Now that diabetes is on the rise as a silent killer, it will have catastrophic consequences if preventative measures are not implemented soon enough. Given that diabetes cannot be cured after it has been diagnosed in a patient, early identification of the illness is critical in diabetes. Doctors are finding it more difficult to do manual detection as the number of patients grows on a daily basis.

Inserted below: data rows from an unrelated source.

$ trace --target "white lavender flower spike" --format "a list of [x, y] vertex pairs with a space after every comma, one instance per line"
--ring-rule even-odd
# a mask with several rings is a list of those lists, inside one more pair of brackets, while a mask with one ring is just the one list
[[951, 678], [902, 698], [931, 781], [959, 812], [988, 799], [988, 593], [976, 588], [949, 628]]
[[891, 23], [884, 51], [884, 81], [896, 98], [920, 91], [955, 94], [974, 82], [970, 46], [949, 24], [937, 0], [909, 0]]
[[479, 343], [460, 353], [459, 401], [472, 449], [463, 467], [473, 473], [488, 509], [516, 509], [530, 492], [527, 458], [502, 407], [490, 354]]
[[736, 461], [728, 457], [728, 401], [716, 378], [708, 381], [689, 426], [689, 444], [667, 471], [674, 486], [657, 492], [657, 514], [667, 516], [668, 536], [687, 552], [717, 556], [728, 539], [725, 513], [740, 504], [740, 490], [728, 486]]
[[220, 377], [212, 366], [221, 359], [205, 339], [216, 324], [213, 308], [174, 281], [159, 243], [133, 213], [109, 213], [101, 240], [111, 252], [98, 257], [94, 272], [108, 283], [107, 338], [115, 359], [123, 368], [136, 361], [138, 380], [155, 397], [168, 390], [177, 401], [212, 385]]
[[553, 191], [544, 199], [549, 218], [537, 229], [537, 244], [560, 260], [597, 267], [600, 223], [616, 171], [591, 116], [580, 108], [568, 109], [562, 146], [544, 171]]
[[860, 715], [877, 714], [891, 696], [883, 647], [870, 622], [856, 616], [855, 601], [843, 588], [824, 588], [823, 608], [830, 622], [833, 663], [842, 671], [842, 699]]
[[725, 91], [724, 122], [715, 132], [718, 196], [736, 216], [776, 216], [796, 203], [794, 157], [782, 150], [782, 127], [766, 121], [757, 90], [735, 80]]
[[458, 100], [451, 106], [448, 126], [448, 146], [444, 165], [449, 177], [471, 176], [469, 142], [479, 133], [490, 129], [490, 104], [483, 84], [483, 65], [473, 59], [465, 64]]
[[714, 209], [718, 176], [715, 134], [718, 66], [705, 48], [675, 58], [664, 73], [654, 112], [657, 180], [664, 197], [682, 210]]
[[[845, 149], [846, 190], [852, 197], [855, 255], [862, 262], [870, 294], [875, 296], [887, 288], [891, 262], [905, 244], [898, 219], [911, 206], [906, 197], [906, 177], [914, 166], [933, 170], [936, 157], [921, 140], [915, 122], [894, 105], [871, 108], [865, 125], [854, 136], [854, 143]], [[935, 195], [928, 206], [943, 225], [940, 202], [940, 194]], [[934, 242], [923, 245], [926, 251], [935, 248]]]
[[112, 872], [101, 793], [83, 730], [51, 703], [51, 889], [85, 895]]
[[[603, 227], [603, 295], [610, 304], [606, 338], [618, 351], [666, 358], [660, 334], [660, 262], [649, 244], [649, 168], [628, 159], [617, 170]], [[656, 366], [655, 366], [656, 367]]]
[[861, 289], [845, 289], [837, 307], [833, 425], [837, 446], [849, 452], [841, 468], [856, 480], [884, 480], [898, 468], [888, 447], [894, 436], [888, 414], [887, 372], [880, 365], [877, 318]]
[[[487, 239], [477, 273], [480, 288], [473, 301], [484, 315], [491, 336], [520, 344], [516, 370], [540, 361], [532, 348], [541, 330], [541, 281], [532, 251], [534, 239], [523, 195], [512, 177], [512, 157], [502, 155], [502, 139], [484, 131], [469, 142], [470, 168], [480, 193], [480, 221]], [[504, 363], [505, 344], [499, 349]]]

We can do some automobile detection using tools like Machine Learning. This issue of diabetes diagnosis has been the subject of much study up to this point. Using two ensemble machine learning algorithms like Random Forest and GBDT, this study does predictive analysis. Pima Indians Diabetes Dataset, which includes data of diabetes patients, was used in this study to conduct different experiments. The findings are presented in this article. This article also addresses the significance of output interpretability in the healthcare sector and explains how providing output interpretability together with the machine learning model’s output on the patient record would assist physicians in real-time (in the future).
用于活动性糖尿病诊断的新型机器学习集成模型
现在,糖尿病作为一个无声的杀手正在上升,如果不尽快实施预防措施,它将产生灾难性的后果。糖尿病患者一旦确诊就无法治愈,因此对糖尿病的早期诊断至关重要。随着患者数量的增加,医生发现人工检测越来越困难。我们可以使用机器学习之类的工具来做一些汽车检测。到目前为止,糖尿病的诊断问题一直是许多研究的主题。本研究使用随机森林和GBDT两种集成机器学习算法进行预测分析。本研究使用了包含糖尿病患者数据的皮马印第安人糖尿病数据集进行不同的实验。本文介绍了研究结果。本文还讨论了输出可解释性在医疗保健领域的重要性,并解释了如何将输出可解释性与机器学习模型在患者记录上的输出结合起来,实时地(在未来)帮助医生。
本文章由计算机程序翻译,如有差异,请以英文原文为准。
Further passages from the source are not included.